Effect of Thuja occidentalis extract on oxidative stress parameters in sciatic nerve
The effect of Thuja occidentalis hydroalcoholic extract on TBARS in the sciatic nerves has been studied. Compared to the vehicle control group, there was a significant increase (p < 0.001) in the diabetic control group. However, the treatment with HAETO (50 mg/kg, 100 mg/kg, and 200 mg/kg p.o) and gabapentin (30 mg/kg) after induction of diabetes (after the 30th day) decreased the TBARS levels in renal tissue significantly (p < 0.01) when compared to the diabetic control group (Table 3). The effect of T. occidentalis hydroalcoholic extract on catalase, GSH, and SOD levels in the sciatic nerve has been studied. Compared to the vehicle control group, there was a significant decrease in catalase, GSH, and SOD levels (p < 0.01) in the diabetic control group. The treatment with HAETO (50 mg/kg, 100 mg/kg, and 200 mg/kg p.o) and gabapentin (30 mg/kg) after induction of diabetes (after the 30th day) increased the catalase, GSH, and SOD levels in sciatic nerve significantly (p < 0.01) when compared to the diabetic control group (Table 2).
Evaluation of HAETO on nitrite level in the sciatic nerve
The nitrite content of a HAETO was determined. A considerable increase was observed in the diabetic control group to that in the vehicle control group. After induction of diabetes (after the 30th day), therapy with HAETO (50, 100, and 200 mg/kg p.o.) and gabapentin (30 mg/kg) significantly lowered the nitrate levels (p < 0.01) in comparison to the diabetic control group (Fig. 9).
Evaluation of HAETO on inflammatory mediators level in sciatic nerve
The evaluation of hydroalcoholic extract of T. occidentalis on inflammatory mediators has been evaluated. A significant increase (p < 0.001) in levels of IL-1β, IL-6, TGF-β, and TNF-α could be seen in the diabetic control group compared to the vehicle control group. The treatment with HAETO (50, 100 and 200 mg/kg, p.o.) and gabapentin (30 mg/kg) after induction of diabetes (after 30th day) decreased the levels of IL-1β, IL-6, TGF-β, and TNF-α significantly (p < 0.01) in comparison to the diabetic control group (Table 3).
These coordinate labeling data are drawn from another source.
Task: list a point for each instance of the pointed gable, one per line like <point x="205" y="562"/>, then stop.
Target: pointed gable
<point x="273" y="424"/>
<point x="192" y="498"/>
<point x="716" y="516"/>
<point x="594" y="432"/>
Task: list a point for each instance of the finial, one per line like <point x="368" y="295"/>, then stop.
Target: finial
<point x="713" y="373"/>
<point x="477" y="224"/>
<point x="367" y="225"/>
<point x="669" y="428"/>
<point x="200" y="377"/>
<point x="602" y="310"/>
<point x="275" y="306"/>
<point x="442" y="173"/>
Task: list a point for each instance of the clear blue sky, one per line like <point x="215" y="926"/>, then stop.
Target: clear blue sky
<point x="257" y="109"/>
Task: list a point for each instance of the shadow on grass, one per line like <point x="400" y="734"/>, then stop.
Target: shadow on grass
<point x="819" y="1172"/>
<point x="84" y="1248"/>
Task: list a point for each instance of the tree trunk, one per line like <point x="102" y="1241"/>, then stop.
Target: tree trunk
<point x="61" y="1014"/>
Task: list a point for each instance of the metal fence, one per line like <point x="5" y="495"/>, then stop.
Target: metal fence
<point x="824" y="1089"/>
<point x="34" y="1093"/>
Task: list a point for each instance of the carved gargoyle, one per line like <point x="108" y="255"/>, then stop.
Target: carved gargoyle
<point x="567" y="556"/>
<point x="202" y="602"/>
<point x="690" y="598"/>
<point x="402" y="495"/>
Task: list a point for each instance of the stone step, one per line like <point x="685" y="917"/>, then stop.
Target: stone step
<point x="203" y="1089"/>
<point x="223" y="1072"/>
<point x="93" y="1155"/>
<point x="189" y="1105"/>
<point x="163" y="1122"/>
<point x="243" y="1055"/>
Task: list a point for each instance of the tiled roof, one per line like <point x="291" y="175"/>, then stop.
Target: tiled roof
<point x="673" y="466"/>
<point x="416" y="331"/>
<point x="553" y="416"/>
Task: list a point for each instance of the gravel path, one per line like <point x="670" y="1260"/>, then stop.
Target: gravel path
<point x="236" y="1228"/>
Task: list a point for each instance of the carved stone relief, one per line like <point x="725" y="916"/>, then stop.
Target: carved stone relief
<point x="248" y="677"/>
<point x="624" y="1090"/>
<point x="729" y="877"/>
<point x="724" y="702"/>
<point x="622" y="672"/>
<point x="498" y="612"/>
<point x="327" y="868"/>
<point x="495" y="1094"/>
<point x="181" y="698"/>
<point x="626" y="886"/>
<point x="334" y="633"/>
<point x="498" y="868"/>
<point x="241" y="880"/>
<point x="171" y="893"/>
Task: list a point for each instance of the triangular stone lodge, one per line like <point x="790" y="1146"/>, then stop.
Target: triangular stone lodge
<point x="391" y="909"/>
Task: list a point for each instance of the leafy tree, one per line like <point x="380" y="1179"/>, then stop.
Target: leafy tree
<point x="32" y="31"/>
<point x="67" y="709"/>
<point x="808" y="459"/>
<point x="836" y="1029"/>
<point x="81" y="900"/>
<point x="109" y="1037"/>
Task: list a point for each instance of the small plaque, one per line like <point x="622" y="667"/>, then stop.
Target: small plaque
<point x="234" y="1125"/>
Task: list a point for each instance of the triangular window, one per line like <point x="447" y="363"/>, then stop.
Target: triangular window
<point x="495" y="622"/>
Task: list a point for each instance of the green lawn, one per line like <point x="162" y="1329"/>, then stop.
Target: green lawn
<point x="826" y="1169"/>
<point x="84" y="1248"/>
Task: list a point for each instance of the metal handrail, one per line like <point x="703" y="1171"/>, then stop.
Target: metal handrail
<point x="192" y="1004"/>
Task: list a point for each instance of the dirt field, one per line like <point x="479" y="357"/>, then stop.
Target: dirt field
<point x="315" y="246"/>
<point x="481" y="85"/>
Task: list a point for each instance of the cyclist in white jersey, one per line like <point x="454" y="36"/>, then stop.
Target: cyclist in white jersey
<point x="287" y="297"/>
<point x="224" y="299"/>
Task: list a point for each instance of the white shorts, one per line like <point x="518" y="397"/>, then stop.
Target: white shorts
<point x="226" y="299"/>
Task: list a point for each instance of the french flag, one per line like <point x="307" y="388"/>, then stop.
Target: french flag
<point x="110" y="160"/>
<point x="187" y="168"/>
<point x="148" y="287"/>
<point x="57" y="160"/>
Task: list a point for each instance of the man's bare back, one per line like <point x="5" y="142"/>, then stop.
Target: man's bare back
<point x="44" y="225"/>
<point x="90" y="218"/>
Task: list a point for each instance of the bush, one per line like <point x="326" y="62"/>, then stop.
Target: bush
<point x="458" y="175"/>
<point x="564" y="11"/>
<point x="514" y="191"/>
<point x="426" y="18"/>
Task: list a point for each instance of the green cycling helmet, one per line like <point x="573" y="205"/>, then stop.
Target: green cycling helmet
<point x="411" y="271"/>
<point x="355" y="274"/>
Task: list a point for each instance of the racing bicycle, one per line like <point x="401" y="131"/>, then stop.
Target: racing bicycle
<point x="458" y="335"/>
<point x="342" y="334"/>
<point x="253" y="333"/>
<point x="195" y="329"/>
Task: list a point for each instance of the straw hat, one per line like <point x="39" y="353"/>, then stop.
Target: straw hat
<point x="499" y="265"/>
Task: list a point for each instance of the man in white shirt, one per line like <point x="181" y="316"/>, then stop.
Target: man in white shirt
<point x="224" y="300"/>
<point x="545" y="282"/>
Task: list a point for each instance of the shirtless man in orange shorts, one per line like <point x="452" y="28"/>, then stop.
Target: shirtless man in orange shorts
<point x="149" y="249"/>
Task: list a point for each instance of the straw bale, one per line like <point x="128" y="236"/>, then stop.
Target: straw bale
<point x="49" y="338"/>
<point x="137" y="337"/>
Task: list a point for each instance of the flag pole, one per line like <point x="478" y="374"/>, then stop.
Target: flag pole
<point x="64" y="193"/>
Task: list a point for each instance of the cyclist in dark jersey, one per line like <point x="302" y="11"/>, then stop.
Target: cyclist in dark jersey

Effect of Thuja occidentalis on histopathological changes in sciatic nerve
In-vehicle control group, the nerve myelin sheath is intact without any degeneration in Schwann cells and edema in endoneural spaces. In the diabetic control group, there is degeneration of myelin sheath and Schwann cells and axonal swelling. In Thuja occidentalis (50, 100, and 200 mg/kg) and gabapentin treatment groups, there is reduced inflammation, accumulation of neutrophils and edema in neural vessels, and normal texture of myelinated fibers without any necrotic changes have seen. A bar scale of 200 µm was used for microscopic examinations (Fig. 10).
Molecular docking studies
In order to discover the interaction patterns of thujone with IL-1β, IL-6, TGF-β1, and TNF-α, docking studies were carried out using PDB IDs 1ITB, 1ALU, 3TZM, and 2AZ5 crystal structures, respectively. The thujone at the active pocket of IL-1β, IL-6, TGF-β1, and TNF-α forms hydrogen bonds, Pi-alkyl, and Van der Waals interactions with the crucial amino acid residues (Table 4).
Discussion
Animal models have been used to answer a wide range of scientific questions, from basic science to the development and testing of new vaccines and therapies. It is acknowledged that major medical breakthroughs such as blood circulation, respiration physiology, and the hormonal system have been used for research purposes on various species of animals resembling human physiology and biology (King 2012). In our study chemically (STZ)-induced diabetic animal model is used to study the effect of HAETO in DN. In chemically induced models of type 1 diabetes, a high percentage of endogenous beta cells are destroyed, resulting in low endogenous insulin production and hyperglycemia (Singh et al. 2022). Chemically induced diabetes is not only a simple and low-cost model of diabetes in rodents, but it can also be used in higher animals. Because of its structural similarity to glucose, glucose can compete with STZ, making fasting animals more vulnerable to STZ (Barré-Sinoussi & Montagutelli 2015). STZ causes clinical features in animals that are similar to those seen in people with diabetes. As a result, STZ-treated animals have been used to investigate diabetogenic mechanisms and for preclinical testing of novel anti-diabetic therapies. STZ-induced type 1 diabetes in rodents is a well-established and widely accepted method for studying diabetes pathogenesis and complications (Singh et al., 2020a, b, c, d, e). The single STZ injection model should continue to be a cost-effective, time-saving, and convenient platform for studying the pathophysiological mitochondrial mechanisms of cell derangement caused by diabetic glucotoxicity in various rodent models (Singh et al. 2022).
Allodynia and hyperalgesia are the clinical features by which DN has been characterized (Rosenberger et al. 2020). Additionally, it is characterized by an increased nociceptive response, decreased neuronal hypoxia, motor nerve condition velocity, and a decreased threshold for painful stimuli. The pathophysiology of progressive nerve fiber loss appears multifaceted, involving the polyol pathway, reactive oxygen species, glycation, and altered protein kinase C activity (Callaghan et al. 2020; Pang et al. 2020). Hyperglycemia, oxidative stress, and inflammation unleash a cascade of events that affect cellular proteins, gene expression, and cell surface receptor expression, ultimately resulting in progressive pathologic changes and subsequent diabetic complications (Tekaday et al. 2020; Bignold and Johnson 2021; Khan et al. 2021). In the present study, STZ-injected rats had significantly higher blood glucose levels, increased food, and water intake, and decreased body weight. The nociceptive threshold was significantly lower than non-diabetic rats, indicated by tactile allodynia thermal and mechanical hyperalgesia in diabetic rats, and results are in line with previous studies (Kishore et al. 2018; Kumar et al. 2022; Singh et al., 2020a, b, c, d, e).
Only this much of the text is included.